The tariffs have effectively stopped all Australian wine sales to China, once the biggest offshore market for Australian wine in a trade worth more than $1.1bn a year.
Geber says the company has reacted by stepping up its marketing locally and looking for more export markets.
“We are looking to take the wines we were selling to China and build other markets,” she says.
“We are looking to grow in the established markets like the UK, the US and other parts of Europe.
“We are also looking to invest into emerging markets and Asian countries like Singapore and Hong Kong and Japan.”
Geber says Chateau Tanunda has been selling in Europe for 20 years, which has helped with contacts as it sought out new markets.
“While it has been difficult, we have been able to leverage some of the contacts we have with people around the world to help us grow other markets,” Geber says. She says the company has also stepped up its online sales through its wine club in Australia.
Geber has been chief executive for the past five years. Her family had been in the wine business for some time before it bought the 130-year-old Chateau Tanunda buildings in the Barossa in 1998.
The buildings had been abandoned by their previous owner as it had been uneconomical to repair them.
“We have breathed life back into this winemaking story,” she says.
Geber is surprised Australian wine makers have been accused of dumping product in China because they were sending some of their best wines to the country. “Our focus has been on luxury, high-end Australian wines,” she says.
“Our wine is high-quality winemaking by a family business, from grapes from our own vineyard and another 40 growers in the Barossa.”

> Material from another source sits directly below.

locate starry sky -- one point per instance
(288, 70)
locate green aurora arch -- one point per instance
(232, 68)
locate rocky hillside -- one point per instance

Representatives from Chateau Tanunda were visiting China four times a year to develop the market before Covid stopped international travel.
Geber says while wine producers have been hit by the China tariffs, the tariffs had also hit Chinese wine buyers, who had been relying on the product from Australia.
“(The closure of the China export market) has affected Australian businesses but it has also had a big effect on the local Chinese businessmen we have been developing relations with for the past seven years,” she says.
“They had been heavily focused on becoming experts in Australian wines. Overnight they needed to change their direction.”
Geber says she is hoping wine makers can keep up their ties with the buyers for whenever the market may reopen.
She warns that the closure of the market will flow through to grape prices.
“Grape prices are already starting to be driven down. We are yet to see the full ramifications of how this will affect prices,” she says.
Geber would love to see more attempts to repair ties between the countries.
“I would like to see the conversation turn around quicker as to how we could re-establish relations with China,” she says.